Je souhaite participer à ce deuxième tour et même gagner dès le premier tour. Mais nous avons pour principe de défendre l’alternance démocratique. Le président sortant a fait passer par la force ce projet de Constitution qui a été falsifié in fine. Quel que soit le cas de figure, et qui que soit le candidat de l’opposition qui arrivera au deuxième tour, nous le suivrons.
Validé par la Cedeao, le fichier électoral est toutefois critiqué par plusieurs partis de l’opposition, qui l’accusent de favoriser le parti au pouvoir. Considérez-vous que les conditions pour un scrutin libre et transparent sont réunies ?
Le RGD, membre du comité de pilotage du FNDC, a réclamé l’assainissement du fichier électoral. On ne peut pas dire que le RGD n’a pas été virulent dans la dénonciation dudit fichier. Malgré quelques difficultés et des petits problèmes au niveau de la Ceni, nous irons aux élections. Mais nous demandons que le code électoral soit appliqué à la lettre.
La Ceni ne peut pas dire ce que la loi ne dit pas. Il faut qu’elle sorte de cette dépendance au président sortant. Dans les différents départements du pays, le RPG est représenté dans tous les bureaux de vote, tandis que les partis des oppositions sont représentés par quotas. C’est contraire à ce qu’indique le corps électoral !
L’UFDG évoque également sa crainte de ne pas pouvoir accéder aux procès-verbaux des bureaux de vote…
C’est une autre violation. Le problème a été posé au niveau de la Ceni. Il faut que les partis politiques qui participent aux élections aient accès aux procès-verbaux. Si on les écarte, cela veut dire qu’on a l’intention de dissimuler et de modifier les résultats. Les différents partis rencontreront la Ceni pour sonder ses intentions, et nous allons les dénoncer si nous voyons qu’elles n’assurent pas l’égalité des chances entre les candidats.

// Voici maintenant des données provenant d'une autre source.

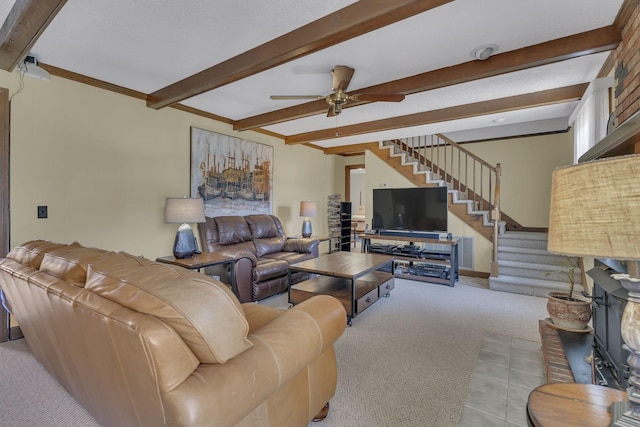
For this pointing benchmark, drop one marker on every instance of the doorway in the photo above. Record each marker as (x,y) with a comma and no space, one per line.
(4,198)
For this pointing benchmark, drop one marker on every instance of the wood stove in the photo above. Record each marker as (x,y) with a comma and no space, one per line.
(609,300)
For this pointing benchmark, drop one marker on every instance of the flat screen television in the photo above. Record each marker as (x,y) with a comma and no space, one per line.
(410,209)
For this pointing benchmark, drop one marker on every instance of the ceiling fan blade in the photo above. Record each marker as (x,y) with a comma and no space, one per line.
(277,97)
(393,97)
(341,77)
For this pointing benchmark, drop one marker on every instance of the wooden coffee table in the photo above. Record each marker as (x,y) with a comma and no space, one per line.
(356,279)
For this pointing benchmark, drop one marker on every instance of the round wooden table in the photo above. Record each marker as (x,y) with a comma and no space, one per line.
(567,405)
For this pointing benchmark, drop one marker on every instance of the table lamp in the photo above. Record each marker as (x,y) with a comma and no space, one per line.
(307,210)
(184,211)
(595,212)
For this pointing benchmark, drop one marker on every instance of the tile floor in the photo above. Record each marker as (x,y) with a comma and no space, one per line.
(506,371)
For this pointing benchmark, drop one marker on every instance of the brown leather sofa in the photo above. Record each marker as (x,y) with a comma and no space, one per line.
(140,343)
(261,251)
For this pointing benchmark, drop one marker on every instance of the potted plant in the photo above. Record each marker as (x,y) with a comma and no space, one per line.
(566,310)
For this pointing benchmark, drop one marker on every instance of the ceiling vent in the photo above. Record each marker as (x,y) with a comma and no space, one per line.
(484,51)
(31,68)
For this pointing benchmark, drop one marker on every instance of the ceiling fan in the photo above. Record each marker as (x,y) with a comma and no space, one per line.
(336,100)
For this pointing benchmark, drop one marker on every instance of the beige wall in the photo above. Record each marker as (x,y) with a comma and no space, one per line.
(104,163)
(527,164)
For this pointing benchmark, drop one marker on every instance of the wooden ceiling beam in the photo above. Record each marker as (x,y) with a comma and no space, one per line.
(599,40)
(352,21)
(536,99)
(26,21)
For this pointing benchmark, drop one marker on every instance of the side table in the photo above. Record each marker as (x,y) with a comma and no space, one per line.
(566,405)
(202,260)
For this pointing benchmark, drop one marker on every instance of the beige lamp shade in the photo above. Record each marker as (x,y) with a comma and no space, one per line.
(308,209)
(183,210)
(595,209)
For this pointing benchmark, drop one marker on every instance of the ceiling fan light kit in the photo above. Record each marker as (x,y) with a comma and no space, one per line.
(341,78)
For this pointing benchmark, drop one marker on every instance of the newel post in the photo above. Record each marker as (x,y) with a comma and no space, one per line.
(495,217)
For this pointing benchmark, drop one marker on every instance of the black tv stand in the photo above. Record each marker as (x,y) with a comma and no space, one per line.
(417,264)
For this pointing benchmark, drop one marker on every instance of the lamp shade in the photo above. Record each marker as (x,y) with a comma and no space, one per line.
(180,210)
(308,209)
(595,209)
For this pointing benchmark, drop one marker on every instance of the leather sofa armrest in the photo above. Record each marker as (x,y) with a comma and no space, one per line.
(5,302)
(304,245)
(282,348)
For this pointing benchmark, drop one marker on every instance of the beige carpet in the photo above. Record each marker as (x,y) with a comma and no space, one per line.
(406,361)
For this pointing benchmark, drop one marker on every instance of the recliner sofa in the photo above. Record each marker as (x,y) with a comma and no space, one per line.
(140,343)
(261,250)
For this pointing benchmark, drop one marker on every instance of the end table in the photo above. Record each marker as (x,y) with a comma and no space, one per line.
(202,260)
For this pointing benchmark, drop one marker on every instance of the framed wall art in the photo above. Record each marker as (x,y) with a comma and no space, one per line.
(232,175)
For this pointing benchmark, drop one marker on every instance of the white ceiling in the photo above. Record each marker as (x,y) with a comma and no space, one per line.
(146,45)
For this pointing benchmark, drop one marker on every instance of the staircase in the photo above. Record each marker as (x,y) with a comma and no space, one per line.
(526,267)
(465,201)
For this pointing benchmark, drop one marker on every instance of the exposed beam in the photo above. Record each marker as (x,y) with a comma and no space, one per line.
(352,21)
(26,21)
(599,40)
(349,149)
(546,97)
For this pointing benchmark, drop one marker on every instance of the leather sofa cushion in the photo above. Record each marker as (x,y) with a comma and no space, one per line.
(290,257)
(71,262)
(261,226)
(268,245)
(32,253)
(267,269)
(232,229)
(202,311)
(267,238)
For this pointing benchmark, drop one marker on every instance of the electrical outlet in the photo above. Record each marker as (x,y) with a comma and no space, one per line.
(42,212)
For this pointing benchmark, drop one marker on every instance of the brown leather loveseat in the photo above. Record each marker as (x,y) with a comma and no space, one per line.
(261,251)
(140,343)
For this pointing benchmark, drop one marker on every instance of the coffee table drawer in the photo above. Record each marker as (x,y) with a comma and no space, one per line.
(386,287)
(365,301)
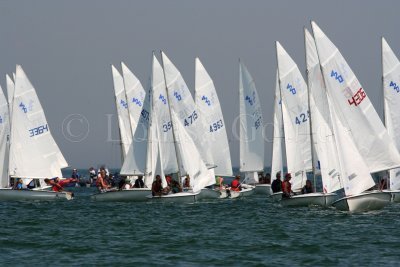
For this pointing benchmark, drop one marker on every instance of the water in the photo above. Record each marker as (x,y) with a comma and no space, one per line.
(249,232)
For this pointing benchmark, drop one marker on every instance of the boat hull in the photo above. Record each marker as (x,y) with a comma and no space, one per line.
(181,197)
(276,197)
(367,201)
(133,194)
(207,193)
(312,199)
(395,195)
(7,194)
(263,189)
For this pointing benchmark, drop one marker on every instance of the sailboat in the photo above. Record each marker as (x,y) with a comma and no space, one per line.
(134,109)
(363,144)
(210,108)
(185,119)
(251,132)
(390,81)
(33,152)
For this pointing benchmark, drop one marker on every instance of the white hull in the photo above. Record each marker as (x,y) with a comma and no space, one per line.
(133,194)
(15,195)
(236,194)
(312,199)
(276,197)
(181,197)
(374,200)
(395,195)
(207,193)
(263,189)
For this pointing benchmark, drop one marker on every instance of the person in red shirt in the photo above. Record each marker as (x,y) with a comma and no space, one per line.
(235,185)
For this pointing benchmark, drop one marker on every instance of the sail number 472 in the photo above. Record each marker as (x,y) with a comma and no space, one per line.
(190,119)
(38,130)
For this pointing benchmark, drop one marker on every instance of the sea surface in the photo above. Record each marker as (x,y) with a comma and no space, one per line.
(238,232)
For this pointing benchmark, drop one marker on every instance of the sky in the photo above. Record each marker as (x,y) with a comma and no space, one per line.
(66,49)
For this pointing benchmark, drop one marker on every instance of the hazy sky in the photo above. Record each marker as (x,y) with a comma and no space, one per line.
(66,48)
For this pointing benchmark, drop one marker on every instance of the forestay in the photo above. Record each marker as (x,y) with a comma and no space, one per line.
(251,124)
(323,138)
(136,159)
(4,140)
(208,103)
(122,111)
(191,159)
(391,94)
(35,153)
(295,100)
(183,105)
(354,109)
(277,141)
(163,120)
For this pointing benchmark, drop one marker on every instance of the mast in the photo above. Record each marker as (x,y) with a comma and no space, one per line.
(172,123)
(309,114)
(280,95)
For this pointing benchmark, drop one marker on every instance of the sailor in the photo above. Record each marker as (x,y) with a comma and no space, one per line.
(287,186)
(308,188)
(235,185)
(276,185)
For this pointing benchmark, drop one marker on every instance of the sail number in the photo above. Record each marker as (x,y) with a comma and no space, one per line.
(167,126)
(190,119)
(137,102)
(395,86)
(251,99)
(123,104)
(145,115)
(38,130)
(357,98)
(163,99)
(337,76)
(216,126)
(206,100)
(303,117)
(291,89)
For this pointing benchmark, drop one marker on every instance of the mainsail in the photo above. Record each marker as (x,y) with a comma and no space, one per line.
(354,109)
(296,120)
(251,124)
(34,152)
(183,105)
(210,108)
(391,97)
(278,138)
(322,131)
(122,111)
(4,140)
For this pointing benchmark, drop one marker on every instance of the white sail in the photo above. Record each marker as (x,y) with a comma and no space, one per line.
(354,109)
(163,120)
(34,152)
(295,102)
(136,159)
(323,138)
(191,159)
(122,111)
(10,93)
(4,140)
(391,97)
(182,103)
(251,124)
(210,108)
(278,138)
(135,95)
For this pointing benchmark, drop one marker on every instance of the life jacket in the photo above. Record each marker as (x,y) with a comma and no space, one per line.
(235,185)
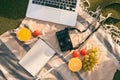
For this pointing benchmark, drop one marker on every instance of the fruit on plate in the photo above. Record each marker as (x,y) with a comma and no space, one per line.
(36,33)
(75,64)
(75,54)
(83,52)
(90,60)
(24,34)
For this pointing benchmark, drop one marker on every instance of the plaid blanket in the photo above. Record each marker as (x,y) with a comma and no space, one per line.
(12,50)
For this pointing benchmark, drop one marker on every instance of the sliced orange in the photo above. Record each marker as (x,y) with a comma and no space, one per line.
(24,34)
(75,64)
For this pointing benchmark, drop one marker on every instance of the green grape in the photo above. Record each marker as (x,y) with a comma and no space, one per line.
(90,60)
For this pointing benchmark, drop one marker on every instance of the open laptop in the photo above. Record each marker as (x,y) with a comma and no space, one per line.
(57,11)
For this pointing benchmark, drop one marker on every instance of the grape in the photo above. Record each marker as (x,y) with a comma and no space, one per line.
(90,60)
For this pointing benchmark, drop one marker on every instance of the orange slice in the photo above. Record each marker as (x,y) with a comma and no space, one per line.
(24,34)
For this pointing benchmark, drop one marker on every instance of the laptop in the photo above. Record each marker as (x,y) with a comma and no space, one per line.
(36,58)
(56,11)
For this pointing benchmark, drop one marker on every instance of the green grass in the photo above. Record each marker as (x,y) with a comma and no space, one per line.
(12,12)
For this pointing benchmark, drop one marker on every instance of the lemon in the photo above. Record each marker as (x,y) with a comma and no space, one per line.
(24,34)
(75,64)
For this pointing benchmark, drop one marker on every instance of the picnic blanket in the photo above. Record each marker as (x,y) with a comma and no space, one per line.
(12,50)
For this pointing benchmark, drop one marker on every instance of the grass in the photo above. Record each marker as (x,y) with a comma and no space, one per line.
(12,12)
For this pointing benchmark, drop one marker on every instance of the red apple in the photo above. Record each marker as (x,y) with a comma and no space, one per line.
(83,51)
(75,54)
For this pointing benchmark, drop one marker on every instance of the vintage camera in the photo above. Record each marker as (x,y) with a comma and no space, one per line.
(64,39)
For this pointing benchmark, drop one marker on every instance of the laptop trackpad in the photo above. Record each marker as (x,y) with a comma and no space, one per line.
(50,14)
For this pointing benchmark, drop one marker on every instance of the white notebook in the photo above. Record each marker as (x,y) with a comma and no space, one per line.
(37,57)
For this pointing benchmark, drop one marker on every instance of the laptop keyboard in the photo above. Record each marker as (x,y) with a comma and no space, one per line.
(61,4)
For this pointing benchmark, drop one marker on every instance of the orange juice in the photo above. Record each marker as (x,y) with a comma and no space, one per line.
(75,64)
(24,34)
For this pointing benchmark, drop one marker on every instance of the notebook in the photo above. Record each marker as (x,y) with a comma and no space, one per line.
(57,11)
(37,57)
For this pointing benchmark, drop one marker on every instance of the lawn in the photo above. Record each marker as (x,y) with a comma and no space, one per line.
(12,12)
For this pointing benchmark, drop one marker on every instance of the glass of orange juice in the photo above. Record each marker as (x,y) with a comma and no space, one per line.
(75,64)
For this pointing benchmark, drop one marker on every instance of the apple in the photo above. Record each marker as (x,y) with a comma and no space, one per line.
(36,33)
(75,54)
(83,52)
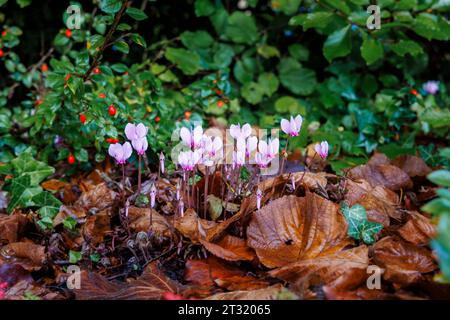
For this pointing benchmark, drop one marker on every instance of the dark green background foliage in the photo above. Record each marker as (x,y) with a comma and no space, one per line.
(266,61)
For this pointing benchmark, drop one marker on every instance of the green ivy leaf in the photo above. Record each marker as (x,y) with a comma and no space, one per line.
(359,227)
(338,44)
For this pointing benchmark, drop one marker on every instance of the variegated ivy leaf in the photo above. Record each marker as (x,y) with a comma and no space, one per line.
(359,227)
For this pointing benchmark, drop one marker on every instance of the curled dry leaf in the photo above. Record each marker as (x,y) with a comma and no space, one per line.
(96,227)
(379,172)
(139,220)
(28,255)
(230,248)
(99,197)
(404,263)
(151,285)
(11,226)
(212,271)
(326,268)
(418,230)
(412,165)
(269,293)
(290,229)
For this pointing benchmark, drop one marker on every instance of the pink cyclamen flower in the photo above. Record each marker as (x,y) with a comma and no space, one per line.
(269,149)
(188,160)
(152,196)
(261,160)
(161,162)
(240,133)
(322,149)
(292,127)
(238,159)
(192,139)
(120,152)
(258,198)
(431,87)
(137,134)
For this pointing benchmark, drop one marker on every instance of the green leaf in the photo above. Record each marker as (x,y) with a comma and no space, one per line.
(122,46)
(298,80)
(187,61)
(74,256)
(21,192)
(241,28)
(359,227)
(440,177)
(136,14)
(204,8)
(110,6)
(338,44)
(371,50)
(407,47)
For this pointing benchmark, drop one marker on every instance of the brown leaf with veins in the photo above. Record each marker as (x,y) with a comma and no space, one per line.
(149,286)
(379,172)
(11,226)
(290,229)
(269,293)
(99,197)
(28,255)
(418,230)
(139,219)
(326,268)
(405,263)
(412,165)
(230,248)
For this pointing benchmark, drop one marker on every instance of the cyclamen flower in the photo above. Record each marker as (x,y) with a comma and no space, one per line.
(292,127)
(192,139)
(269,149)
(152,196)
(188,160)
(120,152)
(322,149)
(238,159)
(431,87)
(258,198)
(137,134)
(240,133)
(261,160)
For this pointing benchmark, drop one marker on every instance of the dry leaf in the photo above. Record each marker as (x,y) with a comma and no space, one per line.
(378,172)
(269,293)
(230,248)
(27,254)
(404,263)
(418,230)
(327,268)
(151,285)
(11,226)
(290,229)
(412,165)
(100,197)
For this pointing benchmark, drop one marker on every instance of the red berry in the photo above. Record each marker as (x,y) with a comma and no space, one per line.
(71,159)
(112,110)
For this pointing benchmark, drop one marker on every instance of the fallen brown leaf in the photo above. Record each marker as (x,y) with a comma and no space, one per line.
(230,248)
(405,263)
(290,229)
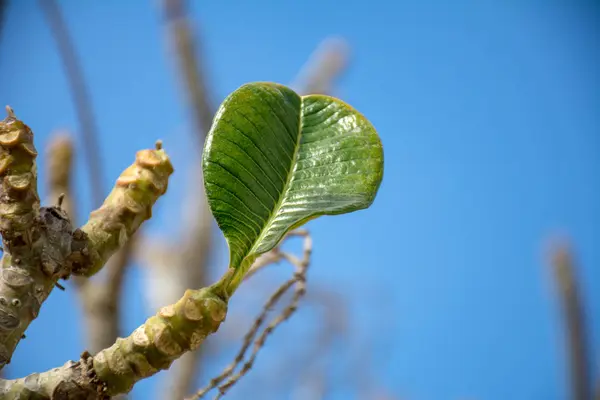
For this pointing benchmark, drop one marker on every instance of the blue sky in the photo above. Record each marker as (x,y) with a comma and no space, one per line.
(488,111)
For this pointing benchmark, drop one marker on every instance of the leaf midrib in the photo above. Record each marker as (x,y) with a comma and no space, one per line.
(286,185)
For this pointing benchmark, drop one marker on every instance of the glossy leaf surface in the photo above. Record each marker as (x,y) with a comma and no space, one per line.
(273,160)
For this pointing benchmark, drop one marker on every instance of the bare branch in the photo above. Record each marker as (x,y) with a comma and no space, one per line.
(79,91)
(59,156)
(324,66)
(192,265)
(3,7)
(192,73)
(299,280)
(575,326)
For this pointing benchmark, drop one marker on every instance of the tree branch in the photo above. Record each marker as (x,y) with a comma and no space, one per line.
(570,298)
(36,241)
(192,264)
(323,67)
(126,207)
(79,91)
(152,347)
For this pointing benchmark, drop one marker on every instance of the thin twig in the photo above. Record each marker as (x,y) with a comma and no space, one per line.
(193,264)
(192,71)
(299,280)
(3,7)
(323,67)
(81,97)
(575,326)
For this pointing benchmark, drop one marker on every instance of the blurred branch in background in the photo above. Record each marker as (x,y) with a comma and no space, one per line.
(324,66)
(229,377)
(574,319)
(187,266)
(101,296)
(3,7)
(81,98)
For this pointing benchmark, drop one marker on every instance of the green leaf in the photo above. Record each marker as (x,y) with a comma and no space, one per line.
(274,160)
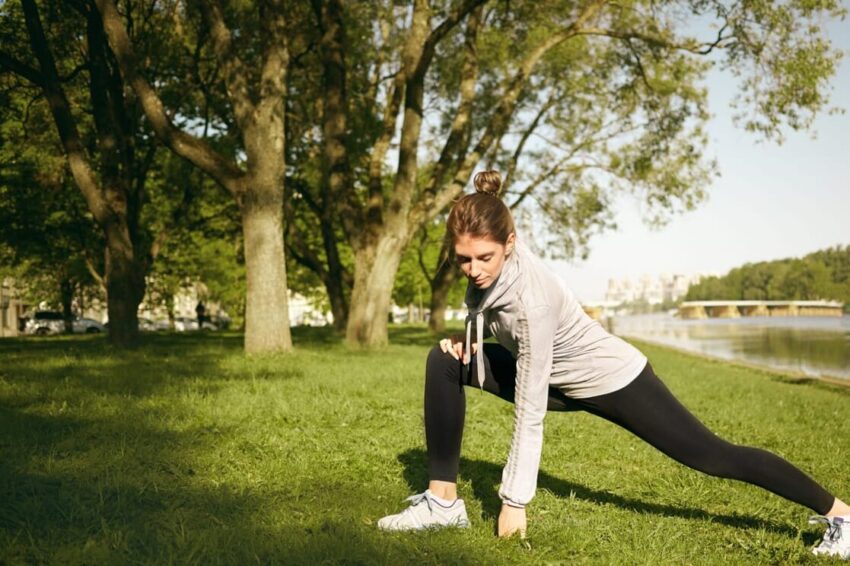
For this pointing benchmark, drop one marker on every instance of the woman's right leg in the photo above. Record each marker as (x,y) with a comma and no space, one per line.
(445,407)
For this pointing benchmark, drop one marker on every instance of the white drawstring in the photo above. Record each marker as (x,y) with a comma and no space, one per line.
(479,338)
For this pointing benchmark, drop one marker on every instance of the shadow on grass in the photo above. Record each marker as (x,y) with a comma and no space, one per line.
(161,361)
(485,478)
(121,489)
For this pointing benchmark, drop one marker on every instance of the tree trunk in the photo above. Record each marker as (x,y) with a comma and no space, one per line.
(443,280)
(266,308)
(125,286)
(375,269)
(334,281)
(66,290)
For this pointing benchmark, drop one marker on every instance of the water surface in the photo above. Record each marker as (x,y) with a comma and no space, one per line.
(814,346)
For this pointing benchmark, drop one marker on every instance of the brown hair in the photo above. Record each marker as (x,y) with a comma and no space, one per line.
(481,214)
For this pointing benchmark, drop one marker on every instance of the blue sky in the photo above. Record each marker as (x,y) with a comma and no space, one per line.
(769,202)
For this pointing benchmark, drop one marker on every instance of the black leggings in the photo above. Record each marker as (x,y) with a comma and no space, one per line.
(645,407)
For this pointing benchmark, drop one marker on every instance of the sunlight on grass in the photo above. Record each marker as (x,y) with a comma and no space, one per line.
(187,451)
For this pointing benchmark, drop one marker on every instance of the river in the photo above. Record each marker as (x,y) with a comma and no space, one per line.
(813,346)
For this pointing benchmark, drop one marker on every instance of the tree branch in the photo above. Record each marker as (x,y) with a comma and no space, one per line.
(21,69)
(223,171)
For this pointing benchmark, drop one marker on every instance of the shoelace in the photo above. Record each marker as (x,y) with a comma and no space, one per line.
(414,501)
(479,338)
(833,529)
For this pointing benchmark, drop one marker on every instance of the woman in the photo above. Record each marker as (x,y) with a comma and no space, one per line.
(551,356)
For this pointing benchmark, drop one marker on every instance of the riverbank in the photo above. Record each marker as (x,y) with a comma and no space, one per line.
(186,451)
(802,346)
(781,374)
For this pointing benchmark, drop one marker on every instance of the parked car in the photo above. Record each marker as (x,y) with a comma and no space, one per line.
(87,326)
(43,323)
(187,324)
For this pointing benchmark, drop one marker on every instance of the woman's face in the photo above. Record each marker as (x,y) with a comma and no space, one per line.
(482,259)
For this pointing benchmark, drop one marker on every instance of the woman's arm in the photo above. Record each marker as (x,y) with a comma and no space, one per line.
(536,333)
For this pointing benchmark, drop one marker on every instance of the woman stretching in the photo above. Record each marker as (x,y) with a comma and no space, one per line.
(551,356)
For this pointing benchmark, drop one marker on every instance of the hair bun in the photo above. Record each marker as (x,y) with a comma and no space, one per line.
(488,182)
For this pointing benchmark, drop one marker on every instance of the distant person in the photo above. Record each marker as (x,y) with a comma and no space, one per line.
(200,310)
(552,356)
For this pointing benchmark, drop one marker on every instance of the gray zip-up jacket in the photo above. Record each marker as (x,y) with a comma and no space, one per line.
(532,313)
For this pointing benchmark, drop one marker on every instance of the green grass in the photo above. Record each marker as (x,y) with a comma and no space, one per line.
(185,451)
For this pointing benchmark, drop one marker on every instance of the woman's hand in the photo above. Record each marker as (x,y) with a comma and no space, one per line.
(512,521)
(453,345)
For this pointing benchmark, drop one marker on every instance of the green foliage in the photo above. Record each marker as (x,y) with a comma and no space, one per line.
(200,243)
(820,275)
(412,284)
(45,227)
(187,451)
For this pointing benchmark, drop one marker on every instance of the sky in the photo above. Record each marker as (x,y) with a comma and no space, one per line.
(770,202)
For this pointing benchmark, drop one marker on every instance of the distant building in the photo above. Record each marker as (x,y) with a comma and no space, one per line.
(653,290)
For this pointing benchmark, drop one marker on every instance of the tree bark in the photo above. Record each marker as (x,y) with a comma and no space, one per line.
(107,200)
(440,285)
(125,286)
(66,293)
(374,275)
(262,225)
(259,114)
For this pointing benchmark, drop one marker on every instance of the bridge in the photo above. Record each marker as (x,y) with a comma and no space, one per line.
(737,309)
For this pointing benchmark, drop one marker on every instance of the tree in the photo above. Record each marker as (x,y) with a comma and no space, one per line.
(107,153)
(237,67)
(613,89)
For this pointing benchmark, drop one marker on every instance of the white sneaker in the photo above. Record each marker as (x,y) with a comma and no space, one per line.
(836,540)
(426,513)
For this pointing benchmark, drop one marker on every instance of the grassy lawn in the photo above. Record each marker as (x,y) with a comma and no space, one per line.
(186,451)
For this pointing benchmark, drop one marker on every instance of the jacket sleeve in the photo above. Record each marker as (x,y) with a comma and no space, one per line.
(536,336)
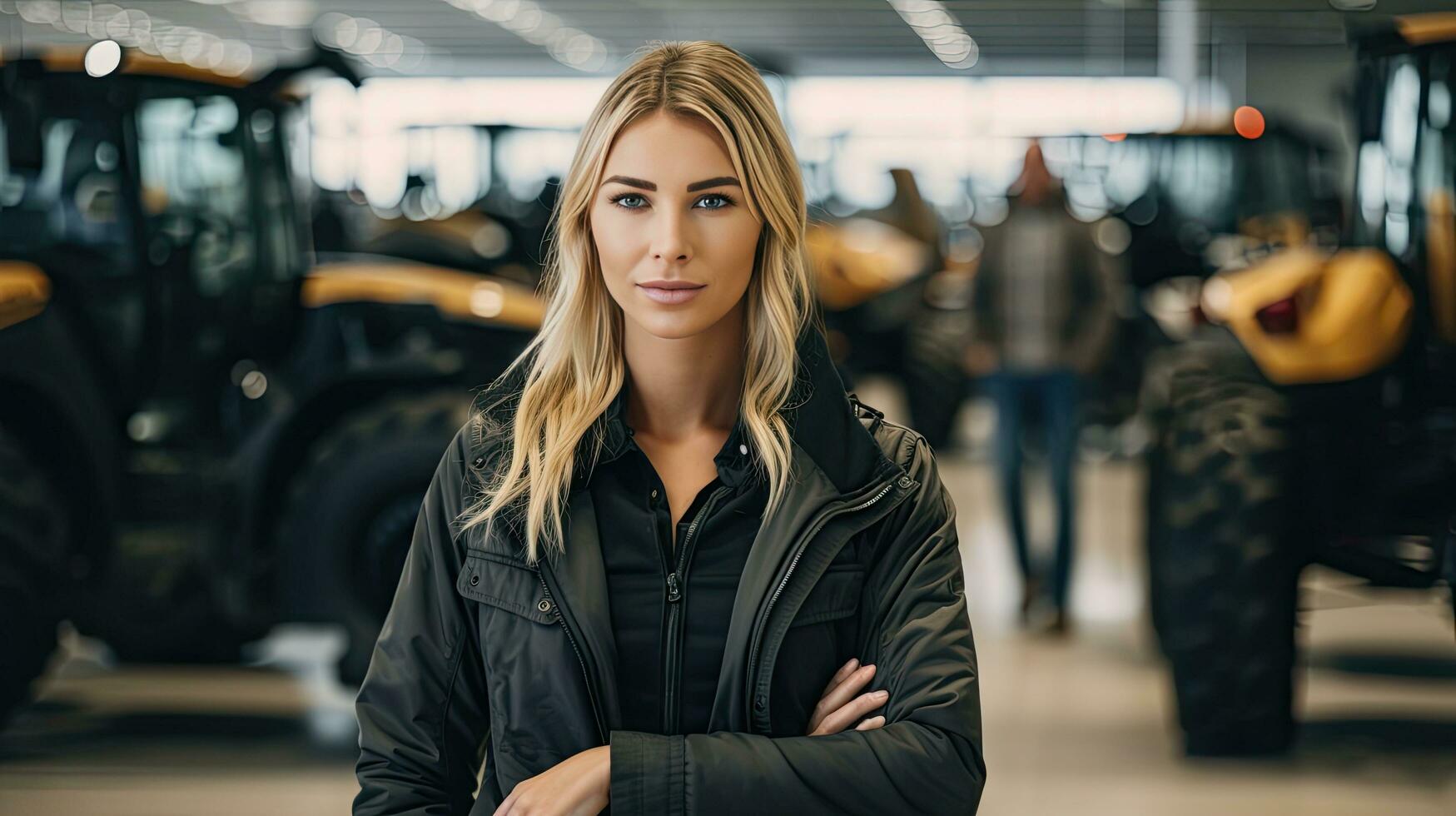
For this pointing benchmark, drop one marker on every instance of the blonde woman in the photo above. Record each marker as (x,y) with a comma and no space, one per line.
(670,565)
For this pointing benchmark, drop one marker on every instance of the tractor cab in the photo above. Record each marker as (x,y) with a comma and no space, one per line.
(157,204)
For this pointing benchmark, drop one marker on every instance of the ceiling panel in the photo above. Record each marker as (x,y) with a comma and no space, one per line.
(794,37)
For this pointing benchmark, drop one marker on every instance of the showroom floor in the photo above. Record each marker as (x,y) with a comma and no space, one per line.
(1075,726)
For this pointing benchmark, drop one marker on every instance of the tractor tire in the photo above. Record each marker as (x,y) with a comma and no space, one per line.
(350,512)
(1225,560)
(933,372)
(34,540)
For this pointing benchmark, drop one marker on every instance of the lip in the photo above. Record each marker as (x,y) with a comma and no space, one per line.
(672,291)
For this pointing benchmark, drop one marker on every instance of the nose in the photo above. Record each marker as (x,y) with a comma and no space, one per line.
(670,239)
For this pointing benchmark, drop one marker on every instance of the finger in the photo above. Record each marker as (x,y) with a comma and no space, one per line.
(852,711)
(839,676)
(847,689)
(505,806)
(871,723)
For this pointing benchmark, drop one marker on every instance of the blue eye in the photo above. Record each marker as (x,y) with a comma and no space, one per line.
(725,202)
(622,197)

Toutes les élections organisées en Guinée ont été émaillées de fraudes. Les dernières élections couplées au référendum en sont la preuve. Quand on vient ramasser les urnes à 13 heures alors que le bureau de vote doit fermer à 18 heures, la violation du code électoral est flagrante. La fraude, on s’y attend. L’opposition va mutualiser les efforts pour sauvegarder les résultats qui sortiront des urnes.
Vous avez été ministre d’Alpha Condé pendant huit ans, et votre sortie du gouvernement date de 2018. Ne craignez-vous pas que cette expérience vous porte préjudice ?
Il n’existe aucune manœuvre. Ce n’est pas parce que j’ai été ministre du président sortant que cela va me porter préjudice. Je gagnerai ces élections. Partout, un homme politique commence par être conseiller municipal, puis maire, député, ministre et, in fine, il peut briguer la magistrature suprême. J’ai été député, ministre, et suis aujourd’hui candidat à la présidentielle. C’est logique, on ne peut pas épiloguer sur de telles questions.
Quelle expérience avez-vous tiré de cette fonction de ministre ?
J’ai pu mener la réforme du secteur de la sécurité dans de bonnes conditions. J’ai appris à connaître nos compatriotes militaires, les gendarmes, des patriotes et des républicains. Mon expérience en tant que ministre d’État et de la Sécurité m’a conduit à réformer les forces de police. J’ai initié la loi sur le maintien de l’ordre public, qui a permis une meilleure organisation de la mobilisation des forces de l’ordre sur le terrain, et l’utilisation de moyens d’intervention pour rétablir la confiance.
Le RPG est passé à côté de la démocratie
Une confiance relative, semble-t-il, alors que les forces de l’ordre sont accusées par l’opposition et certaines ONG d’usage excessif de la force contre les manifestants…
Tout à fait, c’est lamentable et regrettable. Tout le monde dénonce cette manière de se comporter. Le RPG est passé à côté de la démocratie. La solution, c’est que le peuple ne renouvelle pas le président sortant qui a trahi sa confiance.